A Brief History of the Center for Crops Utilization Research — 1984-2019
In the 1980s a crisis existed in American farming—a crisis of overproduction, underutilization, and decreasing international market share for raw commodities. Also, the United States’ growing dependence on imported oil and long-term forecasts for increasing oil prices put America at risk.
To address this crisis, CCUR was established in 1984 through a special appropriation from the Iowa legislature. The center was tasked to respond to the urgent need to improve America’s agricultural competitiveness. Its mission: to increase the demand for Iowa and Midwestern-grown crops by developing new products, markets, and processing techniques, as well as, improving the understanding of the basic properties of agricultural products and their components.
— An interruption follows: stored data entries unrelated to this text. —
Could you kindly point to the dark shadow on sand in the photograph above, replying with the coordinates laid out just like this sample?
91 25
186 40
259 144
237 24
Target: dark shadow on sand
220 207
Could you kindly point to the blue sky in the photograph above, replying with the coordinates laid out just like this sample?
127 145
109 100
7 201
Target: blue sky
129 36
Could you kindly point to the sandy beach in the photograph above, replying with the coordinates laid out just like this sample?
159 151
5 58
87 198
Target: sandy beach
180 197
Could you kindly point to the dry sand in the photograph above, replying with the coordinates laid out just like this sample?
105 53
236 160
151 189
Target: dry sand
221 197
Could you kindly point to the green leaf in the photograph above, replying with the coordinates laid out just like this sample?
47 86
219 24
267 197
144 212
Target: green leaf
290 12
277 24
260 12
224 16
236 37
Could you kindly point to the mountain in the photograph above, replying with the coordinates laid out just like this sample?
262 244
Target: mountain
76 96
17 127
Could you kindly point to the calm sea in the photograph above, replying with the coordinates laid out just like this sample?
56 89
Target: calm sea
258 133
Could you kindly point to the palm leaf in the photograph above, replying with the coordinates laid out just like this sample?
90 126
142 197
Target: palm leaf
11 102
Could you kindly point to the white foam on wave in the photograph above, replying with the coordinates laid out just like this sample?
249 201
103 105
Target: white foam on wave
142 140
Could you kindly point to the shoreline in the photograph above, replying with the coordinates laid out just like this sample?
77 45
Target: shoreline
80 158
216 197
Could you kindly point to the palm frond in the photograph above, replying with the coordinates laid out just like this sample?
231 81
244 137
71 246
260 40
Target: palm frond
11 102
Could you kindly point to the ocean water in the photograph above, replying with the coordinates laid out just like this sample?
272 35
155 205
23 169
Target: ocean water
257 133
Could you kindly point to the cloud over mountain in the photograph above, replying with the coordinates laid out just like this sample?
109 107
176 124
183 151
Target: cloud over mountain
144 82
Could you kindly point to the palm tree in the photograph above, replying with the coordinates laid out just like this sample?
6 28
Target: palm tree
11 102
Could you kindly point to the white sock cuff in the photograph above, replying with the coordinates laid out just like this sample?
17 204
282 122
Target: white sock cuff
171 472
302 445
CCUR’s research activities focused on developing new technologies for producing food and industrial products from agricultural materials; developing agricultural substitutes for petrochemicals; and exploring and modifying the functional properties of crop-derived materials through applied biotechnology.
The center also focused on successful technology transfer to industry by utilizing pilot plant facilities designed to demonstrate proof-of-concept by scaling up lab studies into commercially viable processes and products. CCUR raised nearly $18 million to build new pilot-scale processing facilities. These state-of-the-art pilot plants were the first of their kind at Iowa State University and in Iowa. Support for the new center included appropriations not only from the State of Iowa but from the U.S. Congress and numerous grants from commodity groups, public agencies, and private industry.